Dr.Rishi Dixit &Ors. Vs. Ms. Preventive Life Care Pvt. Ltd.
The Appellants were employed in a Respondent company i.e. Preventive Life Care Pvt. Ltd. engaged in the business of providing diagnostic services related to genetic disorder for new born babies. Appellant no. 1 was employed as senior manager in charge of business development activities and appellant no. 2 was working as senior research associates. The Appellants while working with the respondent company collected data and sensitive information, replicated the business model of the company and formed new company called M/s Navigene Genetic Pvt. Ltd. The Appellant dishonestly and secretly stole sensitive and confidential information, algorithm, formulas, reports of life cell and data base of hospitals, clients information and other analysis reports and sent them to their personal email addresses.
The Respondent Company filed a civil suit and criminal complaint against the Appellants. The Adjudicating officer held that the appellant sent official documents and data to their personal emails and the slight modifications for their own use lead to stealing of data under section 43 of the IT Act. The Appellants were thus held guilty of Data theft under section 43(b) of the IT Act, read with 43(i), 43(j) and 66 of the said act.
Gagan Harsh Sharma & Anr v State of Maharashtra & Anr
The case arose out of an FIR filed by M/s Manorama Infosolutions Private Limited (Manorama) against the accused under Sections 43, 65 and 66 of the IT Act and under sections 408 and 420 of the IPC for, inter alia theft of healthcare software of Manorama. It was alleged that certain employees of Manorama along with third parties had gained access to the computer system of Manorama and stolen certain source code to create their own software.
The question for consideration of the Bombay High Court was, whether the offences alleged under sections 43, 65 and 66 of the IT Act could be tried together with the same offence alleged to have been committed under the IPC. It was held by Bombay High court that the offences in question are covered under the IT Act and therefore such a special law (i.e. the IT Act) would override the general law (i.e. the IPC). The Court found that the offence in question involved the use of computer source code and computer systems for stealing software, an offence covered under Section 43 and Section 66 of the IT Act. It further held that the definition of 'dishonestly' and 'fraudulently' as stated under Section 66 referred to the IPC. It was found that if an offender is prosecuted under both enactments, it would amount to being prosecuted for the same offence as the ingredients of the offence alleged under IT Act are the same as compared to the offence alleged IPC. Hence, would amount to a violation of the principle of double jeopardy.

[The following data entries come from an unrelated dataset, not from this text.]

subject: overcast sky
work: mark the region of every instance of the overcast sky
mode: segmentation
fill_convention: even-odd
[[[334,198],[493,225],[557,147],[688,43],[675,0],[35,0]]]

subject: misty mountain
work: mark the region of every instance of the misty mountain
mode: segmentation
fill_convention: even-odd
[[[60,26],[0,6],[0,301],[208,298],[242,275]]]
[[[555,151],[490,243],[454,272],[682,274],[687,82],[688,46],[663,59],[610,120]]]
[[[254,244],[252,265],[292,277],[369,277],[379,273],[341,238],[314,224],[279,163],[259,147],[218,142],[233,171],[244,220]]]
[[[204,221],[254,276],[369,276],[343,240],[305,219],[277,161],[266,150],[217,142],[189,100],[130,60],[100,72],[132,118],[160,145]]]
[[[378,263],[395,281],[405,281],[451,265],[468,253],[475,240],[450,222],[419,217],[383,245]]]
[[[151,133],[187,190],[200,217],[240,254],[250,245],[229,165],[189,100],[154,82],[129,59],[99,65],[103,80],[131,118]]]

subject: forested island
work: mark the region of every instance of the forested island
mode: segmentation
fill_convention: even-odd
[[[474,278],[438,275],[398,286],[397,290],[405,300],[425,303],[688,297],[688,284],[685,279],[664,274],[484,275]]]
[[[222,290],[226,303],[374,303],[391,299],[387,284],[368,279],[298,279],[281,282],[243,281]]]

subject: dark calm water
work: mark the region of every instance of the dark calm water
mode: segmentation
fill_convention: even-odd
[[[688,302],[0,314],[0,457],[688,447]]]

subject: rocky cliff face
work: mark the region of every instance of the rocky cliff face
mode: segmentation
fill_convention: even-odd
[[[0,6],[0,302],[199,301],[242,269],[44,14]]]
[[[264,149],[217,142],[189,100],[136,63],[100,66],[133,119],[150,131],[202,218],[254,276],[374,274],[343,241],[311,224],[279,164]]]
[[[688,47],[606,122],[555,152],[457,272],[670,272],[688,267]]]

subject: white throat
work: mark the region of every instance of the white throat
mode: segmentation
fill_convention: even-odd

While ethical and unethical hacking is old concepts. But many people in the country are not aware of it. People are not aware of the potential harm which could be posed by the act of hacking in their lives and the remedies available against these illegal acts. the corporations/individual should know that in India the Information Technology act, 2008 under its section 43 allows the victim to recover the damage without any cap on recovery, although before 2008 there was a cap on the recovery of damages, which was limited to one crore Rupees. The organization/individual should seek a legal remedy, by filing a cyber complaint on the matter. Laws against the hacking are stringent, but they are often unenforceable, as the majority of minor hacking/cracking cases are unnoticed, because the victim is unaware of their legal remedies. Therefore, the government should also promote awareness about the remedies available against cybercrime.